8+ years of experience designing and developing scalable data pipelines in modern data warehousing environments, with full ownership of end-to-end delivery.
Expertise in data engineering and data warehousing, consistently delivering enterprise-grade solutions.
Proven ability to lead and coordinate data initiatives across cross-functional and matrixed organizations.
Advanced proficiency in SQL, Python, and ETL/ELT frameworks, including performance tuning and optimization.
Hands-on experience with Azure, Snowflake, and Databricks, and integration with enterprise systems.

Responsibilities

Design, build, and optimize large-scale data pipelines on the Databricks Lakehouse platform, ensuring reliability, scalability, and governance.
Modernize the Azure-based data ecosystem, contributing to cloud architecture, distributed data engineering, data modeling, security, and CI/CD automation.
Utilize Apache Airflow and similar tools for orchestration and workflow automation.
Work with financial or regulated datasets, applying strong compliance and governance practices.
Develop and optimize ETL/ELT pipelines using Python, PySpark, Spark SQL, and Databricks notebooks.
Design and optimize Delta Lake data models for reliability, performance, and scalability.
Implement and manage Unity Catalog for RBAC, lineage, governance, and secure data sharing.
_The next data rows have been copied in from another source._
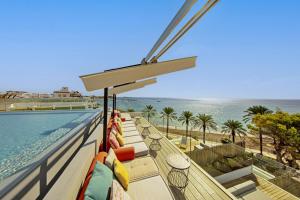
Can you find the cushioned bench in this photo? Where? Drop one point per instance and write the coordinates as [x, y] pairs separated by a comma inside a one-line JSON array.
[[133, 139]]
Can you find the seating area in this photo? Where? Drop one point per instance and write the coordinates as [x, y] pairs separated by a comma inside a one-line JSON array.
[[146, 171], [127, 171]]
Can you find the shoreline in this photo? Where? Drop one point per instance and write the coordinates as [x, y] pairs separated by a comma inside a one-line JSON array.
[[252, 142]]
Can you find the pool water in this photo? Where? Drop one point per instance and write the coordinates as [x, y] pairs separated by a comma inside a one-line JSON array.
[[25, 135]]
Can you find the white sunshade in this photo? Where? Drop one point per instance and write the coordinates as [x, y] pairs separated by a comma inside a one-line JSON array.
[[133, 73], [131, 86]]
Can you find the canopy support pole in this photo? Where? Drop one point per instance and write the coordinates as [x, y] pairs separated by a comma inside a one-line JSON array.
[[115, 101], [105, 109]]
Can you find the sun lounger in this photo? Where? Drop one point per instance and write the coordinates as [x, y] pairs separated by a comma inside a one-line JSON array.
[[248, 191], [126, 129], [126, 116], [183, 142], [128, 125]]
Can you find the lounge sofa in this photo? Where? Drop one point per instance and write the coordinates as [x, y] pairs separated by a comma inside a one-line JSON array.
[[145, 181]]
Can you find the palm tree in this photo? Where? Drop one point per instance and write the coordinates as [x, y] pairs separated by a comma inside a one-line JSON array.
[[233, 127], [170, 114], [204, 122], [149, 111], [250, 113], [163, 116], [186, 117]]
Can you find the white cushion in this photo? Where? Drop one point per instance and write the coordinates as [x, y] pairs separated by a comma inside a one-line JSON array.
[[141, 168], [153, 188], [111, 156], [132, 128], [117, 192]]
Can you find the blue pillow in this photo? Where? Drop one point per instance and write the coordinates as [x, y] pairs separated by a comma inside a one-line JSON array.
[[100, 183]]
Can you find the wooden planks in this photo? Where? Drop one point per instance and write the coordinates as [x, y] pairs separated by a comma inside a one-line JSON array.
[[200, 186]]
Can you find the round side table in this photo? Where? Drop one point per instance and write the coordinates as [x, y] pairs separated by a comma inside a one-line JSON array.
[[155, 144], [137, 120], [178, 175], [145, 132]]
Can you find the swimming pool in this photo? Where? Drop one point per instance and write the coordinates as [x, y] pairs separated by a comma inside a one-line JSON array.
[[25, 135]]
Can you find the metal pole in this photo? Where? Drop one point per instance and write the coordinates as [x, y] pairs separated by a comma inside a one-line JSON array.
[[115, 102], [105, 109], [188, 4], [209, 4]]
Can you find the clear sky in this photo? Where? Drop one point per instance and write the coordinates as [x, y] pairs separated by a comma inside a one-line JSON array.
[[245, 48]]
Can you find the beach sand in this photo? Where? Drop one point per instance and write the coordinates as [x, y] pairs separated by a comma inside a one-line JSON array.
[[252, 141]]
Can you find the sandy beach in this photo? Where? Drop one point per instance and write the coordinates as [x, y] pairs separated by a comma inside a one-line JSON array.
[[252, 141]]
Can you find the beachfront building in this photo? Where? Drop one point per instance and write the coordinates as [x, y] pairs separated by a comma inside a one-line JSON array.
[[64, 92]]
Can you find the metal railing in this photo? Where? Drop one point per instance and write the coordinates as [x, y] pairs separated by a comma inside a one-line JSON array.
[[37, 179]]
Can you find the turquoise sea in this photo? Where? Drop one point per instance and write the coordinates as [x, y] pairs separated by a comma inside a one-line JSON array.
[[221, 109], [25, 135]]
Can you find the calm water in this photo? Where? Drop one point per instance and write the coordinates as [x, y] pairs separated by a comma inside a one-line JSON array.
[[221, 109], [25, 135]]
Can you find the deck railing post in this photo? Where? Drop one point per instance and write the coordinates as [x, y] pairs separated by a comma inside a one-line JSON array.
[[115, 97], [105, 109]]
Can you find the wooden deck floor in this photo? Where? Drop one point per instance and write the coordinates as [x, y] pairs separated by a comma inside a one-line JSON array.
[[200, 186]]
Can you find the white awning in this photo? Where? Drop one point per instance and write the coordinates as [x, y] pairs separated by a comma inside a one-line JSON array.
[[131, 86], [133, 73]]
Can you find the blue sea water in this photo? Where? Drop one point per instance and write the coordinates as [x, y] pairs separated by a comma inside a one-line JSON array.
[[220, 109], [25, 135]]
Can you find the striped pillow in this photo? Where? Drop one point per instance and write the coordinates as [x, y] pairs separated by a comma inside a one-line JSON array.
[[113, 142]]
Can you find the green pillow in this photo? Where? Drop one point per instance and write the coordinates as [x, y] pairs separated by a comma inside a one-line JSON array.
[[100, 183]]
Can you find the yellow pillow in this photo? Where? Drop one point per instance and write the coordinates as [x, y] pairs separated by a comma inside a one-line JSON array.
[[120, 139], [121, 174]]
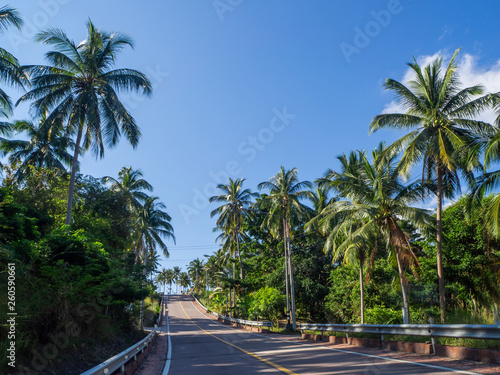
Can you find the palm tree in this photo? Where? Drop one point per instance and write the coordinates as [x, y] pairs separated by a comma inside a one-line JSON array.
[[184, 280], [153, 225], [195, 271], [162, 278], [378, 202], [441, 119], [285, 210], [80, 87], [319, 197], [47, 147], [326, 220], [233, 213], [169, 278], [153, 263], [177, 274], [130, 185], [10, 71]]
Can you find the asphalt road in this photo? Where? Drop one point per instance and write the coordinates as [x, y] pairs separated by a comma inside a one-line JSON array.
[[200, 345]]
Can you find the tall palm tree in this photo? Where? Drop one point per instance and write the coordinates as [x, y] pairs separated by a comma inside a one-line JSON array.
[[184, 281], [233, 213], [153, 263], [80, 87], [325, 221], [319, 197], [378, 200], [10, 72], [153, 225], [195, 272], [162, 278], [177, 274], [441, 119], [169, 278], [284, 211], [46, 146], [130, 185]]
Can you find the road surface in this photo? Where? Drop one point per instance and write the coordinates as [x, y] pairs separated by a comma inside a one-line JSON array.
[[200, 345]]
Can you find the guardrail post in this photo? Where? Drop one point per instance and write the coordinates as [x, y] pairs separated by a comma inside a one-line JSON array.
[[433, 339]]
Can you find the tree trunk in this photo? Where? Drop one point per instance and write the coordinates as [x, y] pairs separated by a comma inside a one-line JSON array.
[[361, 256], [239, 259], [403, 286], [439, 242], [286, 274], [143, 283], [292, 291], [234, 288], [74, 165]]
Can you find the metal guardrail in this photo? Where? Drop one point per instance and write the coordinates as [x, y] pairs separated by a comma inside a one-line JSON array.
[[251, 323], [469, 331], [119, 361]]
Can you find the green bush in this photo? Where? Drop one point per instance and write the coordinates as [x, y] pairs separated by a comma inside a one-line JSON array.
[[267, 303]]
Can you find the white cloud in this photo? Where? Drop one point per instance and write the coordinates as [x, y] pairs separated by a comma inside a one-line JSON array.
[[470, 74]]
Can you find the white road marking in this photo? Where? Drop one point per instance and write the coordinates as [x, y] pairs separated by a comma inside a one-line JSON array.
[[350, 352], [169, 350]]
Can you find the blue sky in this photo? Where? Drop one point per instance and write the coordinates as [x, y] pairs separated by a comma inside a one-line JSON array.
[[244, 86]]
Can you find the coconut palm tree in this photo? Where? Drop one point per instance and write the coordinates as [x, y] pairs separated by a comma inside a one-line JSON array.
[[176, 277], [10, 72], [195, 272], [233, 213], [130, 185], [378, 200], [162, 278], [184, 281], [285, 211], [440, 117], [325, 221], [319, 197], [80, 87], [153, 225], [46, 147]]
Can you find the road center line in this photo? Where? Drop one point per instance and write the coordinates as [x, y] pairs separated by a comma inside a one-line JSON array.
[[272, 364], [169, 350], [356, 353]]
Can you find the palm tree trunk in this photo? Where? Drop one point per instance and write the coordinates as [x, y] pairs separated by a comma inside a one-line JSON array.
[[74, 165], [439, 242], [292, 290], [234, 287], [361, 256], [403, 286], [143, 283], [239, 259], [286, 275]]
Build reusable frameworks using Databricks Workflows, Repos, and Delta Live Tables.
Create scalable ingestion pipelines for APIs, databases, files, streaming sources, and MDM systems.
Automate API ingestion and workflows using Python and REST APIs.
Support data governance, lineage, cataloging, and metadata initiatives.
Enable downstream consumption for BI, data science, and application workloads.
Write optimized SQL/T-SQL queries, stored procedures, and curated datasets for reporting.
Automate deployments, DevOps workflows, testing pipelines, and workspace configuration.